Member of the Chamber of Deputies
- In office 15 May 1933 – 15 May 1937
- Constituency: 17th Departamental Grouping

Personal details
- Born: 29 June 1890 San Carlos, Chile
- Died: 18 July 1939 (aged 49) Santiago, Chile
- Party: Radical Party
- Spouse: Hortensia Aguayo

= Pedro Pablo Vaillant =

Chilean journalist and politician (1890–1939)

Pedro Pablo Vaillant Rodríguez (29 June 1890 – 18 July 1939) was a Chilean journalist, writer, and politician. A prominent member of the Radical Party, he served as a deputy for the 17th Departamental Grouping during the XXXVII Legislative Period of the National Congress of Chile, between 1933 and 1937.

== Biography ==
Vaillant Rodríguez was born in San Carlos on 29 June 1890, the son of Emilio Vaillant Parada and Elisa Rodríguez.
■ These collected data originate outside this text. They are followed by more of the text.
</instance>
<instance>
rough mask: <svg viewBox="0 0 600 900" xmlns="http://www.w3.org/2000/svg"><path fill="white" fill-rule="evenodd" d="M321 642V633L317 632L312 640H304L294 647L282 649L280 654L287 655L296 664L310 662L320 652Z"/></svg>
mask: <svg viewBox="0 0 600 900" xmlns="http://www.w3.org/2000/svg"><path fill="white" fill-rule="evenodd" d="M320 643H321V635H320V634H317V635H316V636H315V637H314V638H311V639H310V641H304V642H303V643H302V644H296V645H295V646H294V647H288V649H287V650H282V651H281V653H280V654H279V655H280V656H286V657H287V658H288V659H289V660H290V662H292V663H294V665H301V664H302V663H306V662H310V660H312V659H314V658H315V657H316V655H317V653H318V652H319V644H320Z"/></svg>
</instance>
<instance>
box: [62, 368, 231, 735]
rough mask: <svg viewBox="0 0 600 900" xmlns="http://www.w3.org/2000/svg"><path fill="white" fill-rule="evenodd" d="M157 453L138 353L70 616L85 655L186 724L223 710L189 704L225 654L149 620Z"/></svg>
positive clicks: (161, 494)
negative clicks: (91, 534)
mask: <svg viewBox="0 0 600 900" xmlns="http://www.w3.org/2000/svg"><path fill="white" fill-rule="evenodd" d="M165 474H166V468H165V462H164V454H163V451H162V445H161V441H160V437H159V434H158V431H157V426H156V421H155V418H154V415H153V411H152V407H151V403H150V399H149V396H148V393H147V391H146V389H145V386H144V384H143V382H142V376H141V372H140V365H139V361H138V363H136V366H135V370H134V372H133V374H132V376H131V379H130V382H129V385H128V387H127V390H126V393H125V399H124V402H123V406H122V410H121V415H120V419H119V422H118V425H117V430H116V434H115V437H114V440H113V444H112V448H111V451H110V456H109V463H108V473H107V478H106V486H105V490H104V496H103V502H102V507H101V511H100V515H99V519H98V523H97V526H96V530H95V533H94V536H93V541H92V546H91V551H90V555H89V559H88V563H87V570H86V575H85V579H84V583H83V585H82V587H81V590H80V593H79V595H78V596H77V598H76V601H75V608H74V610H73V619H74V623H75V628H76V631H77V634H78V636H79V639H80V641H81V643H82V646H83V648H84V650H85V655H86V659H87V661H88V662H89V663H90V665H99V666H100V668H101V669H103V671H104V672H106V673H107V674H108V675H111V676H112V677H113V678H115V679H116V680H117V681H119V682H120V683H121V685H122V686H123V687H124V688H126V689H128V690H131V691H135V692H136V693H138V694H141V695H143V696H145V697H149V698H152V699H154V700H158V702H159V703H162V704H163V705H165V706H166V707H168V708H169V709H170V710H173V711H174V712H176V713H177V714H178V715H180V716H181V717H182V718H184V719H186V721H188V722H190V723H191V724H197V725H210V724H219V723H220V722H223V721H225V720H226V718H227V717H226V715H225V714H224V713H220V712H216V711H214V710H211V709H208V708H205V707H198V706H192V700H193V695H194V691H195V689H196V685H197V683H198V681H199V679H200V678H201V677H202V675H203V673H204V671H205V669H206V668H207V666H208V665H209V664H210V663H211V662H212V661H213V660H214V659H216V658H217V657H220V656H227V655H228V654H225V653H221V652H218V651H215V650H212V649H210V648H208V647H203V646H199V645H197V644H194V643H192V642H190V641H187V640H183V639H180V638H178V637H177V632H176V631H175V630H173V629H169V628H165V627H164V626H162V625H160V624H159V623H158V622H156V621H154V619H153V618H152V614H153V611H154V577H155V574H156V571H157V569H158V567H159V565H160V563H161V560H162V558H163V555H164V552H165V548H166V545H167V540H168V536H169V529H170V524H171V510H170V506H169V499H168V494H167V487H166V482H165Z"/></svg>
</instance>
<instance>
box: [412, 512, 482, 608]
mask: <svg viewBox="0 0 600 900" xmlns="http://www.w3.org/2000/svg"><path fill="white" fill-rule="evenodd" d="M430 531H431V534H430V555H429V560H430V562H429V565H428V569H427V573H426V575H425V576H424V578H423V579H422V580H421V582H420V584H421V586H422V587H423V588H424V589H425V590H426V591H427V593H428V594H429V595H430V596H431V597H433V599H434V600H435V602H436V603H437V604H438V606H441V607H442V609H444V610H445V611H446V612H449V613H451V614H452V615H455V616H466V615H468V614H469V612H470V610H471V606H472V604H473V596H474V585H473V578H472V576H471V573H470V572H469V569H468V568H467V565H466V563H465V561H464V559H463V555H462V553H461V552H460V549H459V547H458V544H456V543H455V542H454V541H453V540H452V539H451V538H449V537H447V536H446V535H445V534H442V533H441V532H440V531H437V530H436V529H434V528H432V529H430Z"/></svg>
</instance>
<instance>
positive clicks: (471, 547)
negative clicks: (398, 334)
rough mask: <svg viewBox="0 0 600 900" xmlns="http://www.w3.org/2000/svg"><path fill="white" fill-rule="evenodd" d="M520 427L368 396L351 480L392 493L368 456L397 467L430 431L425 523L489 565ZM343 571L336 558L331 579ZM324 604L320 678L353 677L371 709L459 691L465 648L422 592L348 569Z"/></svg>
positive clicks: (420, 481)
He married Hortensia del Tránsito Aguayo Segura in Concepción on 15 January 1915; the couple had five children.

He completed his education at the Escuela and Liceo of Chillán. He worked as a proofreader and later as section editor at the newspaper El Sur, where he developed a long-standing career in journalism. In 1912, he published Bostezos del taller. Recopilación de artículos, a collection of his journalistic writings.

== Political career ==
A member of the Radical Party, Vaillant Rodríguez served several times as provincial president of the party. He was mayor of the Municipality of Concepción between 1924 and 1927 and later served as Governor of Collipulli in 1939.

In the parliamentary elections, he was elected deputy for the 17th Departamental Grouping (Tomé, Concepción and Yumbel), serving during the 1933–1937 legislative period. In the Chamber of Deputies, he was a member of the Standing Committee on Public Works (Fomento).